— PATI, KOMPAS.com – Penemuan sesosok jenazah di area persawahan Desa Tawangharjo, Kecamatan Wedarijaksa, Kabupaten Pati pada Jumat (24/4/2026) dini hari menggemparkan warga setempat. Korban diduga tewas tersengat aliran listrik dari jebakan tikus yang dipasang di sawah.

Mayat tersebut pertama kali ditemukan oleh pemilik sawah pada Jumat siang. Namun, berdasarkan perkiraan, korban telah meninggal sejak Kamis malam. Saksi mata menemukan korban tergeletak di tengah sawah sebelum akhirnya melaporkan kejadian tersebut kepada perangkat desa.

Sekretaris Desa Tawangharjo, Mukhlis, mengonfirmasi peristiwa tersebut. Ia menjelaskan bahwa hingga kini identitas korban belum teridentifikasi karena tidak ditemukan kartu identitas pada tubuhnya. “Iya betul, ditemukan di sawah. Identitasnya belum diketahui karena tidak membawa identitas,” ujar Mukhlis kepada Kompas.com melalui sambungan telepon, Jumat (24/4/2026).

Mukhlis menambahkan, korban diduga merupakan orang dengan gangguan kejiwaan. “Dugaan sementara seperti orang dengan gangguan, karena pakaiannya tidak seperti umumnya, berlapis-lapis,” jelasnya.

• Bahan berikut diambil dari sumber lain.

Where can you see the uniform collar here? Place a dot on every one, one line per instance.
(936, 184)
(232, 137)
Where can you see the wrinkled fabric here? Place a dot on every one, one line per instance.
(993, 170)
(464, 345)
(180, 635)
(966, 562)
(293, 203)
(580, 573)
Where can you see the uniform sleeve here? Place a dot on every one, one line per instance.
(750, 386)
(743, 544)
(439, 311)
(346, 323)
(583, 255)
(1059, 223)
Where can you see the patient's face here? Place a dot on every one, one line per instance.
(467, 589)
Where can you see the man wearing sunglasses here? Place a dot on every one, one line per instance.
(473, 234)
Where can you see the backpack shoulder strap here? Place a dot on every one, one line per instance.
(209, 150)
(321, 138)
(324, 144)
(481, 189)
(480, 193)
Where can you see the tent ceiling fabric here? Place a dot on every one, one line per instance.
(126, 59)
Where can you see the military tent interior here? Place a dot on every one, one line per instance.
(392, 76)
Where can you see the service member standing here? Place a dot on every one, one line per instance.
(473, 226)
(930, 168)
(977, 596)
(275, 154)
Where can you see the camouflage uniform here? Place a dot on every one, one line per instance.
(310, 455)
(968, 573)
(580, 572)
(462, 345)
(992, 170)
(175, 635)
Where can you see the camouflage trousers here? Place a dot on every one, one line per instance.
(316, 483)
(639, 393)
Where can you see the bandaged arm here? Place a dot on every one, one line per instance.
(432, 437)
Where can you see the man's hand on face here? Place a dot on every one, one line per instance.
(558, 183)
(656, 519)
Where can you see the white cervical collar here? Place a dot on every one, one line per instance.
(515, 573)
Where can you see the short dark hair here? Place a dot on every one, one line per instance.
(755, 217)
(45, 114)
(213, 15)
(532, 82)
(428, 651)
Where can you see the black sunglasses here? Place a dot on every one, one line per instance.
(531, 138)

Setelah menerima laporan, perangkat desa segera berkoordinasi dengan pihak berwenang. Jenazah korban kemudian dievakuasi dan dibawa ke kamar jenazah RSUD Soewondo Pati untuk penanganan lebih lanjut.

Jebakan Tikus Berlistrik Masih Marak

Penggunaan aliran listrik untuk menjerat tikus di sawah ternyata masih sering terjadi di wilayah Tawangharjo, meskipun sosialisasi larangan telah berulang kali dilakukan. Mukhlis mengakui, imbauan dari RT/RW dan sosialisasi mengenai larangan penggunaan jebakan listrik sudah sering disampaikan.

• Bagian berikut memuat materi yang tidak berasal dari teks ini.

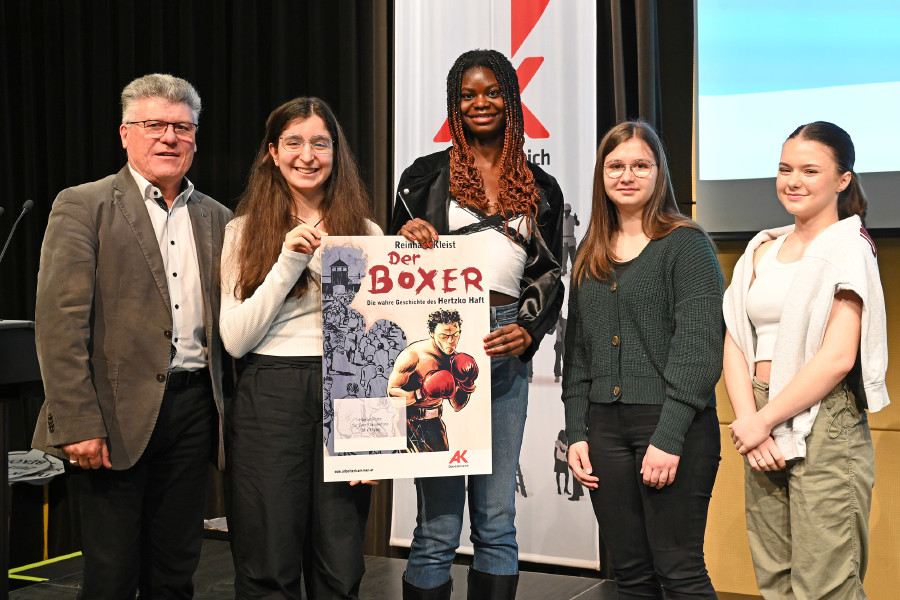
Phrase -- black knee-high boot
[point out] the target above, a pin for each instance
(484, 586)
(441, 592)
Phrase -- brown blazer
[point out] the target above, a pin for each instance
(103, 321)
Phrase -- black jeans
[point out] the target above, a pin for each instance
(282, 519)
(143, 527)
(654, 537)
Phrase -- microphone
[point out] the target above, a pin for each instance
(27, 206)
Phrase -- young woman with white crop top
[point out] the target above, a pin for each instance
(805, 356)
(484, 188)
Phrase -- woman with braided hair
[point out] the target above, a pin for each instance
(483, 187)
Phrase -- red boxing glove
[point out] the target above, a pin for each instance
(436, 386)
(465, 371)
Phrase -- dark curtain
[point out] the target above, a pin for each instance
(645, 62)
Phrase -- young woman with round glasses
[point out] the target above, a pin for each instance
(643, 354)
(283, 520)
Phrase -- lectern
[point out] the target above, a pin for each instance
(18, 370)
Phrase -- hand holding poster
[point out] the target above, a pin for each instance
(407, 390)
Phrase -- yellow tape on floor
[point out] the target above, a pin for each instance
(43, 562)
(27, 578)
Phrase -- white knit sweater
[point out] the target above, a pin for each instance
(268, 322)
(840, 258)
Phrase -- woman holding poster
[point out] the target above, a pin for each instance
(484, 187)
(283, 519)
(805, 356)
(643, 355)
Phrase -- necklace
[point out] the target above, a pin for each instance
(319, 222)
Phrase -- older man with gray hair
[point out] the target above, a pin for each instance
(127, 334)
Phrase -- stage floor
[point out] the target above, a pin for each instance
(214, 580)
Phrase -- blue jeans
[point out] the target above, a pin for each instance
(492, 498)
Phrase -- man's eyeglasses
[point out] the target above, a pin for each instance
(639, 168)
(294, 144)
(158, 129)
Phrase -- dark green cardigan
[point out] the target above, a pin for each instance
(652, 336)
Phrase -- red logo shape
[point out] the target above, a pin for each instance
(459, 457)
(525, 15)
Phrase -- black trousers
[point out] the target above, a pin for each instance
(142, 527)
(654, 537)
(283, 520)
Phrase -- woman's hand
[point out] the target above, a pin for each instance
(420, 231)
(658, 467)
(766, 457)
(303, 238)
(581, 465)
(749, 431)
(509, 340)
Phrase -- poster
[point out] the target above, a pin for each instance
(406, 382)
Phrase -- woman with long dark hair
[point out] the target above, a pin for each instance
(805, 356)
(484, 187)
(643, 354)
(282, 518)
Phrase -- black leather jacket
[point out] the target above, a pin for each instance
(424, 187)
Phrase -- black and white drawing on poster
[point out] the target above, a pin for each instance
(406, 385)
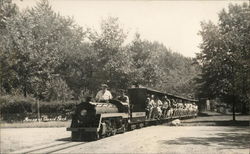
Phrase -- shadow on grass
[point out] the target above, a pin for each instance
(227, 140)
(64, 139)
(220, 123)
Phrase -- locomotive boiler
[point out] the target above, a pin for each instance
(93, 120)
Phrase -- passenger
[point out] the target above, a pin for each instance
(157, 108)
(165, 106)
(123, 97)
(103, 95)
(151, 106)
(148, 107)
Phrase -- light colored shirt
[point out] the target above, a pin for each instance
(103, 96)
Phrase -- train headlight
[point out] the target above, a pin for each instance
(83, 112)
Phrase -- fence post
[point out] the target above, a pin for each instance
(38, 111)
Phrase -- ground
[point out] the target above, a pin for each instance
(154, 139)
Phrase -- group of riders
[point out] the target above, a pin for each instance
(163, 108)
(156, 107)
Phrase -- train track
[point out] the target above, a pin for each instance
(50, 148)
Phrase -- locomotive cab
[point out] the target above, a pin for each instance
(92, 120)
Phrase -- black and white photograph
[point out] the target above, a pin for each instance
(125, 76)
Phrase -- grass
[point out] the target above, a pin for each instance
(35, 124)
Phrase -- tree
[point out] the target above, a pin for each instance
(225, 56)
(37, 43)
(8, 10)
(113, 59)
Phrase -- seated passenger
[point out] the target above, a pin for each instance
(151, 106)
(123, 97)
(165, 106)
(103, 95)
(157, 109)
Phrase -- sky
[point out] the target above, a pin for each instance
(174, 23)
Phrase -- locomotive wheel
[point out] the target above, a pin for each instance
(123, 129)
(75, 136)
(96, 136)
(114, 131)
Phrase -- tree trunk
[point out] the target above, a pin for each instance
(234, 108)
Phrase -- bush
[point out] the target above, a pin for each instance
(17, 108)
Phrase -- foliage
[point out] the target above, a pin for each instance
(225, 56)
(47, 56)
(18, 107)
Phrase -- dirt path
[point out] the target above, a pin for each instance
(154, 139)
(165, 139)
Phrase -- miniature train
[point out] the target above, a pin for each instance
(94, 120)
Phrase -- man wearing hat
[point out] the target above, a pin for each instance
(104, 94)
(123, 97)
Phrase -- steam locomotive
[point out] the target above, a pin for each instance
(95, 120)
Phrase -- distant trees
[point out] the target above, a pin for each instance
(225, 57)
(49, 57)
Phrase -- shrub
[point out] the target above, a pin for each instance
(16, 108)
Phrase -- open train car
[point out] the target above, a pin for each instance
(94, 120)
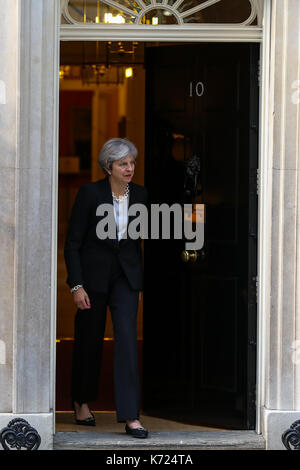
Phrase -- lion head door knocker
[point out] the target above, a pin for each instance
(291, 437)
(18, 434)
(192, 173)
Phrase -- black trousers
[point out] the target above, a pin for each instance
(88, 344)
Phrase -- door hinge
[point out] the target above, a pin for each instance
(258, 73)
(256, 288)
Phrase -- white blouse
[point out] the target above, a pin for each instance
(121, 216)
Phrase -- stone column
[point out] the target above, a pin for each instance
(29, 71)
(282, 352)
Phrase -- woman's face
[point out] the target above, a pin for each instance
(123, 170)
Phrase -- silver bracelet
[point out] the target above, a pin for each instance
(75, 288)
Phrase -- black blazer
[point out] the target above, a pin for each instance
(88, 258)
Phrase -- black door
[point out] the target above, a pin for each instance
(199, 351)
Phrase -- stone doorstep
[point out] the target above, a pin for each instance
(200, 440)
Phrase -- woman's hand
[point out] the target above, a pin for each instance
(81, 299)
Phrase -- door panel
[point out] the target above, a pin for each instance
(199, 319)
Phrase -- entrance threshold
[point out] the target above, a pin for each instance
(186, 440)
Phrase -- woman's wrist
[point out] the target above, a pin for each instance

“Tapi karena hama tikus banyak, kadang warga tetap nekat menggunakan cara tersebut,” ungkap Mukhlis.

Ia menambahkan bahwa saat ini belum ada peraturan desa (Perdes) khusus yang mengatur sanksi terkait praktik berbahaya ini. Kendati demikian, pemerintah desa terus berupaya mengingatkan warga melalui berbagai kegiatan kemasyarakatan.

Polisi Lakukan Penyelidikan

Kapolsek Wedarijaksa, AKP Suntoro, juga membenarkan adanya kejadian tersebut. Pihaknya saat ini masih melakukan penyelidikan mendalam di lokasi penemuan jenazah.

“Tim masih berada di lokasi kejadian. Untuk kronologi lengkap masih dalam penyelidikan,” ujar AKP Suntoro secara singkat.